Bagaimana bentuk Ekonomi Karya Baru ini?
Dalam Ekonomi Karya Baru, wujud dan medium karya merupakan konsekuensi dari strategi, bukan tujuan akhir – karena sebenarnya berdasar pada pendekatan bisnis yang terfokus pada Hak Kekayaan Intelektual (Intellectual Property, IP). Sebagai contoh, sebuah lagu tidak harus hanya berwujud sebuah pementasan langsung, tapi juga dapat diwujudkan sebagai merchandise interaktif, konser live streaming, bahkan proses di balik layar pembuatannya. Karyanya sama, tapi perwujudan dan penyampaiannya disesuaikan dengan medium dan target audience.

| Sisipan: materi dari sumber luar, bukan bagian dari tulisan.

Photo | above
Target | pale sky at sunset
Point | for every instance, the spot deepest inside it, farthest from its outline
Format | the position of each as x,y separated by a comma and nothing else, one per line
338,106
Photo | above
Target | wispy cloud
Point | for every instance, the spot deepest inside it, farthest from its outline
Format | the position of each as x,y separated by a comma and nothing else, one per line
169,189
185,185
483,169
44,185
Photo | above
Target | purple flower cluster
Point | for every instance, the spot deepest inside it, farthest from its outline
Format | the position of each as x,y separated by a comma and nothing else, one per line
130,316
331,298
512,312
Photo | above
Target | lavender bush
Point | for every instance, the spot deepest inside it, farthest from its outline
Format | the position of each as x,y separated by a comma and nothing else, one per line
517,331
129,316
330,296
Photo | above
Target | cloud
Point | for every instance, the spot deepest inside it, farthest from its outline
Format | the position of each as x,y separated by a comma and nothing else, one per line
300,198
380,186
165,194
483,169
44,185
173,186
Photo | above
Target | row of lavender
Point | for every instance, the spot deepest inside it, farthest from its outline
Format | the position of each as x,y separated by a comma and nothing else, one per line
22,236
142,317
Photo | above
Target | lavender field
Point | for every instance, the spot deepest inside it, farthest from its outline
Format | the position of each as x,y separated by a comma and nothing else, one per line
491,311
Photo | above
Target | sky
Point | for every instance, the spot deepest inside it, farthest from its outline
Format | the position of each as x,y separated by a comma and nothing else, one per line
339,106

Model pembiayaan kegiatan berkarya pun memiliki berbagai pilihan. Selain model-model yang sudah lebih dulu berlangsung, seperti melalui iklan, sponsor endorsement, kerja sama dengan pemilik modal dan keahlian (misalnya, music label) dan lisensi karya, dapat juga mendapatkan pendanaan kegiatan langsung dari audience (seperti via KaryaKarsa). Dan dengan dibantu akses digital, daya jangkau pendanaan langsung ini tidak terbatas pada hadirnya audience di sebuah acara, namun bisa dikonsumsi di mana saja asal terdapat koneksi internet.
Dalam Ekonomi Karya Baru, ada sebuah harapan. Tapi tentunya ada pekerjaan rumah juga untuk semua pelaku industri. Sebuah pergeseran kerangka berpikir dari yang berfokus pada wujud karya, ke yang berfokus pada HKI. Tentunya tidak mudah, karena seringkali karya tidak dapat dipisahkan dari wujudnya. Dan tidak semua kegiatan karya dapat mudah diterjemahkan ke dalam wujud lain, apalagi digital. Belum lagi kefasihan pelaku-pelaku industri kreatif dalam dunia digital masih sangat bervariasi.
Yang jelas dalam Ekonomi Karya Baru ini, para pemainnya tak lagi terbatas pada pekarya-pekarya yang lazimnya dianggap berkarya, seperti musisi, seniman, penulis, pembuat komik dan sebagainya. Di KaryaKarsa saja sudah ada pelatih yoga, pelatih olahraga, edukasi soal marketing, pembahasan tentang personal branding, bahkan sampai pembaca kartu tarot.
Tapi ya balik lagi, ini pekerjaan rumah masing-masing. Yang harus dipahami adalah bahwa dengan pola pikir Ekonomi Karya Baru, ekonomi kreatif Indonesia dapat adaptif untuk terus tumbuh, bertahan, dan berkembang.
Semangat yuk, karena kita pasti bisa. Mari berbenah dan ikut membentuk The New Normal ini demi membangun Ekonomi Karya Baru. Agar kita kembali menjadi umat manusia yang menang berkat virus, seperti dalam film War Of The Worlds.
–
Disclosure: artikel tamu ini dibuat oleh Ario Tamat.